I'm spontaneously enthusiastic!  Not about this article, of course.
This paragraph is a basic explanation of how the way to win is to get more more votes than the other person if they get more votes than the person who tried before and oh my god i am bored someone pls send help.

Kerry voters were motivated more by negative feelings about Bush than by positive feelings for their candidate. They disagreed with Bush’s major policies and disliked him personally. The Texas twang, the swagger, the garbled sentence structure — it was like hearing someone scratch his fingers on a blackboard.

Turn my swag on
Bush voters were more positively motivated. Political reporters had a hard time picking this up. His job-approval rating was weak, but Bush voters tended to have a lot of warmth for him. He had carried us through 9/11, he had confronted our enemies directly, he had pushed through with bipartisan support popular domestic measures such as his education bill and the Medicare prescription-drug benefit.


His criticism of his opponents was measured and never personal, and he blamed none of his difficulties on his predecessor (who had blamed none of his on his).

Maybe that's because Bush's predecessor left him a balanced budget and relatively few long-term problems, whereas Obama entered office with several foreign conflicts and do you say...not-balanced budget?  Weighted budget?  Whatever.  Also, I feel compelled to note that it was very easy for Bush to avoid personal attacks because Karl Rove, Dick Cheney, and a legion of Swift boaters took care of those for him. 

The 2012 election was different. Barack Obama got 6 percent fewer popular votes than he had gotten in 2008. And Mitt Romney got only 1 percent more popular votes than John McCain had four years before.

"See, what I did there was I took the numbers and I...mathed them.  After the mathing, there was some really interesting stuff, with the numbers and the maths and all that.  Percent!
In retrospect, it looks like both campaigns fell short of their turnout goals. Yet examination of election returns and exit polls indicates that the Obama campaign turned out voters where it really needed them. That enabled him to carry Florida by one point, Ohio by three points, Virginia by four points, and Colorado and Pennsylvania by five points. Without those states, he would have gotten only 243 electoral votes and would now be planning his presidential library.

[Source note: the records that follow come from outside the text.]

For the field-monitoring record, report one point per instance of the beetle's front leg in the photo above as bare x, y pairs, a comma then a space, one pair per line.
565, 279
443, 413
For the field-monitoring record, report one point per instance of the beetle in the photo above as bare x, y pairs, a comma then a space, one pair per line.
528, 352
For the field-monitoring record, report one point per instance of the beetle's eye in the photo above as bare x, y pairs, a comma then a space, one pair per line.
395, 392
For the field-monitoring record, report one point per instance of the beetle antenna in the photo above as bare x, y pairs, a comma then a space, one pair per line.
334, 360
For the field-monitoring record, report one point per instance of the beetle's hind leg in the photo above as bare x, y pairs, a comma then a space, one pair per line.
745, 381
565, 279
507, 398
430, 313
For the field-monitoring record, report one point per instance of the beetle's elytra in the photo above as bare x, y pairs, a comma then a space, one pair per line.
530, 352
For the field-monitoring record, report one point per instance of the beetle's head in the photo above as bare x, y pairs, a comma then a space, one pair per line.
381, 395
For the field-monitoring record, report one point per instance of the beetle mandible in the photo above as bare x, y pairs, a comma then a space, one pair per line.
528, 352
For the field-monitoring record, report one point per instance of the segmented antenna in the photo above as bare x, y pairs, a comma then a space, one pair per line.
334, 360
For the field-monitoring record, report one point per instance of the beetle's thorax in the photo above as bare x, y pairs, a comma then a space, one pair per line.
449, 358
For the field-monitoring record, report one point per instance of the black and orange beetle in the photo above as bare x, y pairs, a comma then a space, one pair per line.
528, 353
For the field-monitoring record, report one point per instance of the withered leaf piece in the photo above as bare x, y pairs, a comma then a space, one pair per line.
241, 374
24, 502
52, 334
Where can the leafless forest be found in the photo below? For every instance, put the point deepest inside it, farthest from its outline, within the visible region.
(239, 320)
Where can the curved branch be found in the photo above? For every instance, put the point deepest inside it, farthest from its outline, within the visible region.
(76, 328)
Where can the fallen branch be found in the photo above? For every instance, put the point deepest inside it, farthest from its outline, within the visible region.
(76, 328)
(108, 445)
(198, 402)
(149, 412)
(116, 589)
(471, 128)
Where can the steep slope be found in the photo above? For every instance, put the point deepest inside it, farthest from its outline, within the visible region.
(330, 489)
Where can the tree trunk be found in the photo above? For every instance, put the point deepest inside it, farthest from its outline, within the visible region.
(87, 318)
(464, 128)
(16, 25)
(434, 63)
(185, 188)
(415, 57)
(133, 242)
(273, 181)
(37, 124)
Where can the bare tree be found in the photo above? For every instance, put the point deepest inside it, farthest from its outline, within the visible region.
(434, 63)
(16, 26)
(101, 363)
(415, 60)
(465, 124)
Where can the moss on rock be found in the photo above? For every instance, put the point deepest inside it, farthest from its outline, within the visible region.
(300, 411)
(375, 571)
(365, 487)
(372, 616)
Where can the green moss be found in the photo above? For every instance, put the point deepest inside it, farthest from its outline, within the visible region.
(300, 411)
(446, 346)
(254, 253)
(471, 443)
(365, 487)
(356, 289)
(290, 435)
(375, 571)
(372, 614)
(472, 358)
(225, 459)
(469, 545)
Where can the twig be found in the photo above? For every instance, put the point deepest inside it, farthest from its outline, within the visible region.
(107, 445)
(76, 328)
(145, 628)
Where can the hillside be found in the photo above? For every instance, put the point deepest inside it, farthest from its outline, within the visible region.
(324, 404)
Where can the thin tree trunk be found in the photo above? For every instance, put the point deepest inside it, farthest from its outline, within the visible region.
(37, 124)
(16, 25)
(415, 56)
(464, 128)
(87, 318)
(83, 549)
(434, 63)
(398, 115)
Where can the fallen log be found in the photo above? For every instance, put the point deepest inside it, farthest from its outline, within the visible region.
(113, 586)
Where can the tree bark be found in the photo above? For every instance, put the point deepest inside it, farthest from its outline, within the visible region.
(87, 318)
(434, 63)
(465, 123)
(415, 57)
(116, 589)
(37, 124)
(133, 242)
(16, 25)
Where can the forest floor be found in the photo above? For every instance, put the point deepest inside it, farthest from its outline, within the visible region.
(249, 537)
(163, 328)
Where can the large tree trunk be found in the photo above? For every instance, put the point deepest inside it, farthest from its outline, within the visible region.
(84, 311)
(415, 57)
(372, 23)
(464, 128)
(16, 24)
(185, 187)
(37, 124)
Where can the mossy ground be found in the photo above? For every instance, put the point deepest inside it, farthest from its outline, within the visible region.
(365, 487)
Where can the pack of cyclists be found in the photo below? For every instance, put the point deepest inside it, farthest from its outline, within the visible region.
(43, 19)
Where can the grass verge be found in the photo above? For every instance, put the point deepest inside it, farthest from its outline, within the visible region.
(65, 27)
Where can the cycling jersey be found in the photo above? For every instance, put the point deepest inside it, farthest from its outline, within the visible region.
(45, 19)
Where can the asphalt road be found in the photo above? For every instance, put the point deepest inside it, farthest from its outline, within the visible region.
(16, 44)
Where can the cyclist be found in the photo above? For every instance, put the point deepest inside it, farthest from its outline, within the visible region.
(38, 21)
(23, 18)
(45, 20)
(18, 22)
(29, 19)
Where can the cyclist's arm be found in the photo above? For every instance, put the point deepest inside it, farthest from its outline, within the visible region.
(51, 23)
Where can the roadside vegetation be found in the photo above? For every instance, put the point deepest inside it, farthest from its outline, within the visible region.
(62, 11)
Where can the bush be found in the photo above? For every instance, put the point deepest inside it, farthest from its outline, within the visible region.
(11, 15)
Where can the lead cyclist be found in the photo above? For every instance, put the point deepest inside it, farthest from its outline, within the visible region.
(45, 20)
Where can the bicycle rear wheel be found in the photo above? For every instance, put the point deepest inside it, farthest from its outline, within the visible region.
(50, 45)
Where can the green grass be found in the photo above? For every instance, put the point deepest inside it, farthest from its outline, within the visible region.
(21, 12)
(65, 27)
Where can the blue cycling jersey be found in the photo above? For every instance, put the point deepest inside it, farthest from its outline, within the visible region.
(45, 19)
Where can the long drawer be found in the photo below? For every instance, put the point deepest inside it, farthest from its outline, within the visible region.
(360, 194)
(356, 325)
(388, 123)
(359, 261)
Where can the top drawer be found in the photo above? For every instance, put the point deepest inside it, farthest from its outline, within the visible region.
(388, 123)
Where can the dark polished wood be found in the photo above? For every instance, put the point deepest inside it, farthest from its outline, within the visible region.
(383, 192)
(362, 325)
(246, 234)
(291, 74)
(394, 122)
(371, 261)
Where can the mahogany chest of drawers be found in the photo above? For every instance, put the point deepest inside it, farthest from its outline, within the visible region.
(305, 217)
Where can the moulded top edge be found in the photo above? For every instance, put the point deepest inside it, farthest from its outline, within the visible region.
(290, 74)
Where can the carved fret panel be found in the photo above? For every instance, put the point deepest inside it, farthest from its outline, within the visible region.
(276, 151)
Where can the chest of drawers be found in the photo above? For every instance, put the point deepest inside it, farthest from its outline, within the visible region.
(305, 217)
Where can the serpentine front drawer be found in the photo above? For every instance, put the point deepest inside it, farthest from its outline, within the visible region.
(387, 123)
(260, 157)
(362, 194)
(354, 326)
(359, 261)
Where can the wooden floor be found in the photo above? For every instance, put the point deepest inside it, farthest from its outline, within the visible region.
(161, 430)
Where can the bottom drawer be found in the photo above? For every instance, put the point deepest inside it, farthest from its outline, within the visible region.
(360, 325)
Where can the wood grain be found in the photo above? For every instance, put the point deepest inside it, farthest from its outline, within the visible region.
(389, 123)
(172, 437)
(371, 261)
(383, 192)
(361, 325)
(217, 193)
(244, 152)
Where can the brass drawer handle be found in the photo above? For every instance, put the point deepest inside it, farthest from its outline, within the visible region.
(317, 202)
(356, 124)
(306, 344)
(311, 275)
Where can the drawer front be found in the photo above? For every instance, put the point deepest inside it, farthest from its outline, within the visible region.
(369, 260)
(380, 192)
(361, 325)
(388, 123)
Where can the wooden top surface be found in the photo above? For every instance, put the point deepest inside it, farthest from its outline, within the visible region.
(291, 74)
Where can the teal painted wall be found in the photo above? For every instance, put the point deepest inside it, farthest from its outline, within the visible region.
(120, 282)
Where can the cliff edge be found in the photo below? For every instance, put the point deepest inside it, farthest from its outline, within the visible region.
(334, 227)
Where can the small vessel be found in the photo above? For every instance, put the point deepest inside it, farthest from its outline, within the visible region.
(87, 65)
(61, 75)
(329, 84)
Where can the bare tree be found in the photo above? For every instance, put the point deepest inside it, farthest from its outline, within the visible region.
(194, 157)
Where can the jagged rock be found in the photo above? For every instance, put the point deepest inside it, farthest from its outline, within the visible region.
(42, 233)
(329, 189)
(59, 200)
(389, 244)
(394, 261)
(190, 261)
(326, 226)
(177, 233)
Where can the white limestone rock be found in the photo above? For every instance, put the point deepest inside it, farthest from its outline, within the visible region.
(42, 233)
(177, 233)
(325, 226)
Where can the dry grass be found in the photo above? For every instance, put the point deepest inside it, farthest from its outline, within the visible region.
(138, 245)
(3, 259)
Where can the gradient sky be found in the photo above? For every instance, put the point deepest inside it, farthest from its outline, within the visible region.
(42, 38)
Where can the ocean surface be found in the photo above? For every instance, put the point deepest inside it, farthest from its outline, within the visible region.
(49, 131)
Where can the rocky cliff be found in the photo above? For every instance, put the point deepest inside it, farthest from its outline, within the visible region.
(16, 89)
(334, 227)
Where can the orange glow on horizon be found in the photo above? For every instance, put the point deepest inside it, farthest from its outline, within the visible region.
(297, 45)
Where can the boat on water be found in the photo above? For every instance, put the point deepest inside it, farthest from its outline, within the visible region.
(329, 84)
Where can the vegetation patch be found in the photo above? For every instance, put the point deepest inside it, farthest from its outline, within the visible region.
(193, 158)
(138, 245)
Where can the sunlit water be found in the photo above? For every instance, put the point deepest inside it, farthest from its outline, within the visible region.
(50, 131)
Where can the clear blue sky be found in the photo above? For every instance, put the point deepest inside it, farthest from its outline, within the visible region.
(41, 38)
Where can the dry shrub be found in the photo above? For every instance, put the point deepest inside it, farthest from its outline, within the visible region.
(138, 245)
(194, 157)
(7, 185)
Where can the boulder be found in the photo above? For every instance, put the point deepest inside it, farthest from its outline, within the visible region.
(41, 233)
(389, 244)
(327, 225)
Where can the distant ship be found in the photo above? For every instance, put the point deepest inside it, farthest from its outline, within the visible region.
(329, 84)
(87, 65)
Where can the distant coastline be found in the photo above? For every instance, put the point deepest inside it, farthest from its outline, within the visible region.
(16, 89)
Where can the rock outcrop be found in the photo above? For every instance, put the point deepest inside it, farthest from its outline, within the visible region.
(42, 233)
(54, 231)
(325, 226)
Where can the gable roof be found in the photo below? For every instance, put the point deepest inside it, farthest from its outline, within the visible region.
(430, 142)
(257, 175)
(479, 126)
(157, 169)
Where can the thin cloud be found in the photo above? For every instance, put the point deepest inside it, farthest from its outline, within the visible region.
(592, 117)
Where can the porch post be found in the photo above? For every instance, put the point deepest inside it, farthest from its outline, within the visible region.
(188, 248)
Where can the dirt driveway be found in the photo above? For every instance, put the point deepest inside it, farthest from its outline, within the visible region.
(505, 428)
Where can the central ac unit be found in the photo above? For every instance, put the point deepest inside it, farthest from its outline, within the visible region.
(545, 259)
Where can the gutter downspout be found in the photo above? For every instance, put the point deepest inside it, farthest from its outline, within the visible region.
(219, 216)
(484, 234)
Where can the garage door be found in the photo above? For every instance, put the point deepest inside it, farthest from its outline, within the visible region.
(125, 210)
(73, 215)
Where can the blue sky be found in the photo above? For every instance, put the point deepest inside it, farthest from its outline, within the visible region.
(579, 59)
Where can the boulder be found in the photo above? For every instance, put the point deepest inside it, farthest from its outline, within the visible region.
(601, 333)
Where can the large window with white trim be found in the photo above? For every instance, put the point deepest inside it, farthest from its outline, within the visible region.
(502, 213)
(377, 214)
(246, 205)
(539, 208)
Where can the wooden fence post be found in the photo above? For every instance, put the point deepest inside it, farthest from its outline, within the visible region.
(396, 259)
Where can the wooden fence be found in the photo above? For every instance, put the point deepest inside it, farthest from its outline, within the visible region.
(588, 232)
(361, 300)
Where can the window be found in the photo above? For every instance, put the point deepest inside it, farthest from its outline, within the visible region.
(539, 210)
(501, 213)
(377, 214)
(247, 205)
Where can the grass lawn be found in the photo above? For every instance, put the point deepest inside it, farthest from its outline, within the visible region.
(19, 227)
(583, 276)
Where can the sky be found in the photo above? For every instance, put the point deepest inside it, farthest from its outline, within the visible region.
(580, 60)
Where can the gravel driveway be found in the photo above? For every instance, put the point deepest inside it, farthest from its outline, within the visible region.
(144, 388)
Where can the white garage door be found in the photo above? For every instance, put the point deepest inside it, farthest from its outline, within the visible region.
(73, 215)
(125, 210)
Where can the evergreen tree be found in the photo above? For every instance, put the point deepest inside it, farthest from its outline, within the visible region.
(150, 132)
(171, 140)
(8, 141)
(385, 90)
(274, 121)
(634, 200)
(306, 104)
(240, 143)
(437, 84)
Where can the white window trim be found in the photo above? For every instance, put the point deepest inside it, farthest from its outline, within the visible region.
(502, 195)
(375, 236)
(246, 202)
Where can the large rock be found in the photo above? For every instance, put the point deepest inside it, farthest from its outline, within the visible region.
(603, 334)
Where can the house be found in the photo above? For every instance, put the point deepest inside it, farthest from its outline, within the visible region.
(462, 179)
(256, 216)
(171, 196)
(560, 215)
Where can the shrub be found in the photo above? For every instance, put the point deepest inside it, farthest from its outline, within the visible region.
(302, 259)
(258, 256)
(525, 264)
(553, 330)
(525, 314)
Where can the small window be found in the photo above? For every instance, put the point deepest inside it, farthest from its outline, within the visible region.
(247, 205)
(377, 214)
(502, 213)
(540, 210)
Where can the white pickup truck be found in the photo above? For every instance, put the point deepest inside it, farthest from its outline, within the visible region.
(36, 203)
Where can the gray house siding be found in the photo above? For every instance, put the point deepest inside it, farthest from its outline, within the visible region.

I never thought of that!  If several million people had voted differently someone different might have won.  Inception!
For what it's worth (I wouldn't know how much it's worth, since I'm not as good at math as Mr. Barone here), 5 points in Pennsylvania was about 310,000 votes.  This whole paragraph is a giant exercise in "just imagine if everything was totally different!"

But the conservative bloggers who argued that the Obama campaign’s early-voting numbers were below target may have been right. If Mitt Romney had gotten 16 percent more popular votes than his predecessor, as John Kerry did, he would have led Obama by 4 million votes and won the popular vote 51 to 48 percent. Romney, like Kerry, depended on voters’ distaste for the incumbent; he could not hope to inspire the devotion Bush enjoyed in 2004 and that Obama had from a diminished number in 2012.

But to continue this counterfactual scenario, if Obama had won 23 percent more popular votes this year than in 2008, he would have beaten Romney by 85 million to 69 million votes and by 54 to 44 percent. In reality, Obama’s vote and percentage went down. Considering what happened in Bush’s second term, that suggests a course of caution and wariness for the reelected president and his party.

The key word here would be "counterfactual". This has been your day's exercise in pretending numbers are different and painting a word picture of what that might mean, which as I understand it is the heart of modern mathematic theory.